Vice Motherboard reported on Thursday that Twitter programmers are concerned the algorithms used by the site to automatically weed out hate speech could flag the accounts of Republican politicians.

Yikes.

"Content from Republican politicians could get swept up by algorithms aggressively removing white supremacist material," Vice found, based on conversations between Twitter employees. "Banning politicians wouldn’t be accepted by society as a trade-off for flagging all of the white supremacist propaganda, he argued."

This is why Twitter refuses to suspend the accounts of political leaders whose posts technically violate the site's codes of conduct.

And although Twitter told Motherboard that this “is not [an] accurate characterization of our policies or enforcement—on any level," and has strict rules against “abuse and hateful conduct,” many in the public sphere feel the microblogging giant is not doing enough to combat white supremacy.

“We have policies around violent extremist groups,” Twitter CEO Jack Dorsey recently said in a TED interview, but declined to elaborate on why, for example, Nazis are still allowed to post.

Twitter's efforts to eradicate ISIS from its platform offers a clue.

According to experts interviewed by Motherboard, "the measures taken against ISIS were so extreme that, if applied to white supremacy, there would certainly be backlash, because algorithms would obviously flag content that has been tweeted by prominent Republicans—or, at the very least, their supporters."

This means that cracking down on racists could generate bad press, and Twitter certainly does not want that.

For many people, this is unacceptable.

This is not a good look for Twitter - or the Republican Party.

Additionally, Vice noted, there are far more white supremacists - who mostly support President Donald Trump - than there are ISIS sympathizers on Twitter.

“A very large number of white nationalists identify themselves as avid Trump supporters," JM Berger, author of Extremism, told Motherboard.

The company, therefore, fears alienating large groups of people.

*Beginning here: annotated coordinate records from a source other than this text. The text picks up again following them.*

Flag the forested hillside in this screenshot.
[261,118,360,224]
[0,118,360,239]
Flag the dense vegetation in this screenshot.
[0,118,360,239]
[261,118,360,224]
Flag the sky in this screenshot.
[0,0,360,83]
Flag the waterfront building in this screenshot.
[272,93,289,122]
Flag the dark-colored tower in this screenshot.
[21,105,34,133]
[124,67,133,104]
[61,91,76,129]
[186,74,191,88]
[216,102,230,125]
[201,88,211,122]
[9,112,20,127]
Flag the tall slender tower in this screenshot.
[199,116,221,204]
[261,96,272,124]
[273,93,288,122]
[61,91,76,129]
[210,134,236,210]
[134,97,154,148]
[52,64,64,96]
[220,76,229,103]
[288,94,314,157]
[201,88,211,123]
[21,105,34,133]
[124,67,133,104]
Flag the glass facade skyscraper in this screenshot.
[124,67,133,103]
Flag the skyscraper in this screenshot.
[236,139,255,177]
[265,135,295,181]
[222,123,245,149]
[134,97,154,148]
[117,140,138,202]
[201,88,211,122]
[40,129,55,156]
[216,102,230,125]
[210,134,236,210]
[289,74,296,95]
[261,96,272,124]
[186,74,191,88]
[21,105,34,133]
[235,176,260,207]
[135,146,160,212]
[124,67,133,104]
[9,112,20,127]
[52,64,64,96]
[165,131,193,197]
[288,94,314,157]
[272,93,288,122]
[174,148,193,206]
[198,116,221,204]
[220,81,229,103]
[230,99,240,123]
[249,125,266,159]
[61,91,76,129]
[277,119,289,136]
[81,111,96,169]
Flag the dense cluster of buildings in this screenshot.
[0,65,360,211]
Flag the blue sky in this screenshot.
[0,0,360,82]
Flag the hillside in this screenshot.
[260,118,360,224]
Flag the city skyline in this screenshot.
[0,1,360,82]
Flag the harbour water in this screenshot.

“Cracking down on white nationalists will therefore involve removing a lot of people who identify to a greater or lesser extent as Trump supporters, and some people in Trump circles and pro-Trump media will certainly seize on this to complain they are being persecuted,” Berger said. “There's going to be controversy here that we didn't see with ISIS, because there are more white nationalists than there are ISIS supporters, and white nationalists are closer to the levers of political power in the US and Europe than ISIS ever was.”

The other stark difference between combating terrorism and white nationalism is the nuanced approach required for the latter.

For terrorist-related content we've a lot of success with proprietary technology but for other types of content that violate our policies—which can often [be] much more contextual—we see the best benefits by using technology and human review in tandem,” the company said.

Berger added that unlike ISIS, white supremacists do not generally fit into one-size-fits-all molds.

“With ISIS, the group's obsessive branding, tight social networks and small numbers made it easier to avoid collateral damage when the companies cracked down (although there was some),” he said. “White nationalists, in contrast, have inconsistent branding, diffuse social networks and a large body of sympathetic people in the population, so the risk of collateral damage might be perceived as being higher, but it really depends on where the company draws its lines around content.”

Vice also asked Twitter and YouTube if they would follow the example set by Facebook, which banned white supremacist content last month.

Neither company would explicitly commit, and referred Vice to its rules.

“Twitter has a responsibility to stomp out all voices of hate on its platform,” Brandi Collins-Dexter, senior campaign director at activist group Color Of Change told Motherboard in a statement. “Instead, the company is giving a free ride to conservative politicians whose dangerous rhetoric enables the growth of the white supremacist movement into the mainstream and the rise of hate, online and off.”